5,4,3,2,1.... music blasts in my ears, the few hundred people in the room rise from their seats and sing along with the band; raising their hands in praise of our Father- Easter Sunday at Chesterfield Woods of the Nazarene has just begun. An amazing celebration; a miraculous event- MY favorite holiday of the year... EASTER <3
We all know the story of Easter; but what does that change in YOU? The story of Easter is one of my favorite stories in the Bible to read- and to teach to the kids in our Sunday school and my own family. I think it is astounding how a man that has been torched, beaten and almost unable to walk can carry a cross up a hill. This brings me back to a movie- The Passion of Christ. This movie is probably the most gruesome movie i have ever watched but it is definitely the most touching movie I've seen. I'll be honest- i have only watched it 2 times in my life- because it makes my stomach turn. It is the only rated R movie i have ever seen and it made me bawl my eyes out. If you've never seen it- i definitely recommend it. It's the only movie i have ever seen that really portrays the brutal blood bath Jesus had to encounter.
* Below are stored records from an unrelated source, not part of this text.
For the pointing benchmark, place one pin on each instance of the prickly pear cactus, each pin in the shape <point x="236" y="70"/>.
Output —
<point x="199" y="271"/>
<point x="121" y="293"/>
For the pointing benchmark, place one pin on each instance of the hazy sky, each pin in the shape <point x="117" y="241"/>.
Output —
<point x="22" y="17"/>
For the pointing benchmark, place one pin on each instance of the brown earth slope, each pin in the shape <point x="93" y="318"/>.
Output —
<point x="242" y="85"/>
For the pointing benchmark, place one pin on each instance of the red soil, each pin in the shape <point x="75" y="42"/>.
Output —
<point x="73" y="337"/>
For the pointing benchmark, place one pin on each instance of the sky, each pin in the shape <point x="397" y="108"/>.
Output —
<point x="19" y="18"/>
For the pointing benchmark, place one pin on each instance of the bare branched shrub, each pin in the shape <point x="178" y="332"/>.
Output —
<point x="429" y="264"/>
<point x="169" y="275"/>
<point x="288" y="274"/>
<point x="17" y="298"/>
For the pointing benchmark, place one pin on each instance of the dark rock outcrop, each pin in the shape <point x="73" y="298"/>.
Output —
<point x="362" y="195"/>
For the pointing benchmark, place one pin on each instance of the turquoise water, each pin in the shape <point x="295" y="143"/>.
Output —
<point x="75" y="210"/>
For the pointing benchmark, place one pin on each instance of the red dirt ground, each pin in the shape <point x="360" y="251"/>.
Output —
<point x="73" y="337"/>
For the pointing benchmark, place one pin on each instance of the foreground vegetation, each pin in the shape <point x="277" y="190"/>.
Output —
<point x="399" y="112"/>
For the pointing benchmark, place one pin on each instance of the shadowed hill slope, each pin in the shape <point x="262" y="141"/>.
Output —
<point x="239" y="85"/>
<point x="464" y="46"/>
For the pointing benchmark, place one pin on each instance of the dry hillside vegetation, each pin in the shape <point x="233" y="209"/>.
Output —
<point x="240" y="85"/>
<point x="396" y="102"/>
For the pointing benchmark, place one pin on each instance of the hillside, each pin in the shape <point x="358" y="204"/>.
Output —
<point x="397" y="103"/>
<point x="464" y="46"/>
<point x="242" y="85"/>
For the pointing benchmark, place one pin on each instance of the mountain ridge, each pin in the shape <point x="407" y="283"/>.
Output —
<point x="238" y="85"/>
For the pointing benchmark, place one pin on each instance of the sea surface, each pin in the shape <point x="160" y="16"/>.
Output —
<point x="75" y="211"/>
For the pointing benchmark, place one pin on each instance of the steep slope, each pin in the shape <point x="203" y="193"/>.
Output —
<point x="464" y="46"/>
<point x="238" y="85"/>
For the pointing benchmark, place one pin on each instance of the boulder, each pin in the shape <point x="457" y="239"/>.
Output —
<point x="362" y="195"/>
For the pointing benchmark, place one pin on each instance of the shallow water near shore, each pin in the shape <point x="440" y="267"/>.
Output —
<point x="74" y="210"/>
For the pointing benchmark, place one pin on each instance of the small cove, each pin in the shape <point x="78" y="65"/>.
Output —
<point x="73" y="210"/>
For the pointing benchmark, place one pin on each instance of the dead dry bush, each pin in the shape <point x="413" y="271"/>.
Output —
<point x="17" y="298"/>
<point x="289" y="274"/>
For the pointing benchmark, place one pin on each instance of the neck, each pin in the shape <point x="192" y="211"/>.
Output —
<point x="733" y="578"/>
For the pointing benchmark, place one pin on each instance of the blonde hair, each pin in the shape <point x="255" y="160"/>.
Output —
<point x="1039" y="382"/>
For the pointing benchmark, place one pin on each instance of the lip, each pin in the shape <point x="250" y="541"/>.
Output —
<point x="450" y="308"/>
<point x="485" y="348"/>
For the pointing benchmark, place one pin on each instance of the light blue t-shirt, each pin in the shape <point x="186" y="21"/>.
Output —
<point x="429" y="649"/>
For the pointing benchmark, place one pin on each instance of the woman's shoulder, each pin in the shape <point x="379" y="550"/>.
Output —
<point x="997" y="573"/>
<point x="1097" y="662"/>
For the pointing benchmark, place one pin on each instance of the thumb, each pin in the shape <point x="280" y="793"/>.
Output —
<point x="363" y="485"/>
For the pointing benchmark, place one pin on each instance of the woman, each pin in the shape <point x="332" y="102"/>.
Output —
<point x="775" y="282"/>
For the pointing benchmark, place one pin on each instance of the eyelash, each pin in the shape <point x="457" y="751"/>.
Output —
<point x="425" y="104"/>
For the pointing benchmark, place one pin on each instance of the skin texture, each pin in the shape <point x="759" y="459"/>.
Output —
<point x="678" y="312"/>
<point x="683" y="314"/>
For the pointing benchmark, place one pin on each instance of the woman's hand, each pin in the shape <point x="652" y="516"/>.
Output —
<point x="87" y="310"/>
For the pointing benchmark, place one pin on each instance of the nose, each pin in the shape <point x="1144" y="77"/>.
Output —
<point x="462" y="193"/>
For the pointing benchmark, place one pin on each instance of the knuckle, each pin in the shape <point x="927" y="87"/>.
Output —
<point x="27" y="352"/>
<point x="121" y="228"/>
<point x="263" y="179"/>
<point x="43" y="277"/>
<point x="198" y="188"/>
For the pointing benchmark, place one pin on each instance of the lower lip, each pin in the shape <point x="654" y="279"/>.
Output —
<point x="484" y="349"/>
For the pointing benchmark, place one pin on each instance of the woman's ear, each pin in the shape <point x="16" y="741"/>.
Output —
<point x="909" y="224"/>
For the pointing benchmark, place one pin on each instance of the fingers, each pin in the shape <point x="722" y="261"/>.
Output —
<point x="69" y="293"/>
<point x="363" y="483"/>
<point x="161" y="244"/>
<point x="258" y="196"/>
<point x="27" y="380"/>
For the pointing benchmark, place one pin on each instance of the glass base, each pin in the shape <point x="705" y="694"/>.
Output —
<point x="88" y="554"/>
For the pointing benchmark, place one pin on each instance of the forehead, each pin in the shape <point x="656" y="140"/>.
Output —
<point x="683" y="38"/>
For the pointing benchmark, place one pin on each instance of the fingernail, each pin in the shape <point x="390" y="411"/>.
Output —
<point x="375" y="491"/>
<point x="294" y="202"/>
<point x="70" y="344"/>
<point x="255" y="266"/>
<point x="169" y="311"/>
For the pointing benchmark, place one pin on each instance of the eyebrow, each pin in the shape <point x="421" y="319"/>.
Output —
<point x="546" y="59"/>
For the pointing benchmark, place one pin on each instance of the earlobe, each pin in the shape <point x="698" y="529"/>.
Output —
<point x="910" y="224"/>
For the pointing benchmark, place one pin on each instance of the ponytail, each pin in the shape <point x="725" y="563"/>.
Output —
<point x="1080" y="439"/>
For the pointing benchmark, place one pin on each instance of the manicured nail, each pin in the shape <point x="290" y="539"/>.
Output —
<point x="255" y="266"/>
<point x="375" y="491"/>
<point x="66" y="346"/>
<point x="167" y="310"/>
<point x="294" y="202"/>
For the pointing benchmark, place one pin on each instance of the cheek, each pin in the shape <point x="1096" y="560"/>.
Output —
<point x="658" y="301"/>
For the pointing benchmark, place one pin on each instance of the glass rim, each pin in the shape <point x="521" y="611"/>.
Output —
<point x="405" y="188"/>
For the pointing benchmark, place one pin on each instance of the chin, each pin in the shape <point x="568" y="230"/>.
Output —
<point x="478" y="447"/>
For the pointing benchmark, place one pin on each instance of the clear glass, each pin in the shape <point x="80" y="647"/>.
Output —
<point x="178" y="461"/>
I was thinking about my day when i got ready for bed tonight and i was thinking about what a non- christian/not believer did on Easter. What did i do when i was little and had two parents who didn't have anything to do with God? I got up early to see if the Easter bunny had eaten my carrots and i searched for eggs around our house. I went to the mall and got my picture with the Easter bunny and i went to my aunts house for her famous Easter dinners. But while i was enjoying my time having fun- i never knew until i was 12 what Easter was all about.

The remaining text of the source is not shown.